The reason we struggle with insecurity is because we compare our behind-the-scenes with everyone else’s highlight reel. – Steve Furtick
I don’t see well in the dark. Actually, I don’t see at all in the dark. What I do in the dark is flail around trying to find a light-switch, the bed, a door . . . anything that will allow me to find myself. Of course we could tie this in all sorts of ways to life, but I don’t want to–especially in those darkened moments–all I want to do is find where I am going in the here and now. If there was something to take from these nightly escapades it would be a deeper longing for night vision. In those moments it is easy to be discouraged by the hand I’ve been dealt, as I stub toes or stumble into walls.
Last night, my wife got up from bed to visit the restroom. I was awake, though she didn’t know it. I rolled over and tried to sleep, but a scratching noise was keeping me up. I equate almost any noise in the night with an intense kind of murderer, so I flipped back around facing the door and clicked on my cell phone’s screen to light the darkened room.
There, at our closed closet door, was my wife frisking the door in search of an elusive knob. The knob wasn’t where she thought it should be because she was not where she thought she should be–in fact, she was a good ten feet from the door she wanted–the one that led to the hallway that would take her to the restroom. I don’t think she really intended a 2 AM wardrobe change.
“Wrong door, chief,” I said teasingly. She erupted with laughter and scurried to the proper door and out of the room. From down the hall, I could still hear her laughing at her own ineptitude.
And it made me feel better about my own weakness. The door she had found and opened was one that led to realization: I am not the only one who stumbles around in the dark! It is easy to feel isolated by my struggles, and hence to lose perspective on them and all the rest. Many people are destroyed by–or even fall in love with–their affliction in this way. We stumble around in the dark alone, bemusing our existence and the hands we’ve been dealt. When we pause to realize there are others like us though, the sensation changes.

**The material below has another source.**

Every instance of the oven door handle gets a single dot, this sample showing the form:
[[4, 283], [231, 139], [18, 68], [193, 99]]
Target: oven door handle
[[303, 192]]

Later that night I visited the restroom. On my way back, my arms operated like horizontal windshield wipers, trying desperately to keep my face from colliding with a surprise wall. It took me about three minutes to travel the five yards from the bathroom back to bed, and I smiled the whole way. I still don’t love that I can’t see in the dark, but I do love that I can’t see in the dark alongside the woman I love. It isn’t that I can’t, it’s that we can’t.
All suffering , all affliction, is this way. We’ll never love the grief we are staggering through or the sickness or the stress or the pain. Those are byproducts of this fallen space we occupy, and they are terrible and cruel. But warm is the touch of another. We were not placed in this place alone, nor do we have to walk the lonely road, at least not alone. The lonely road is populated, by our friends and neighbors and families, and with the light of them, it becomes apparent that the lonely road isn’t all that lonely at all and it never truly was.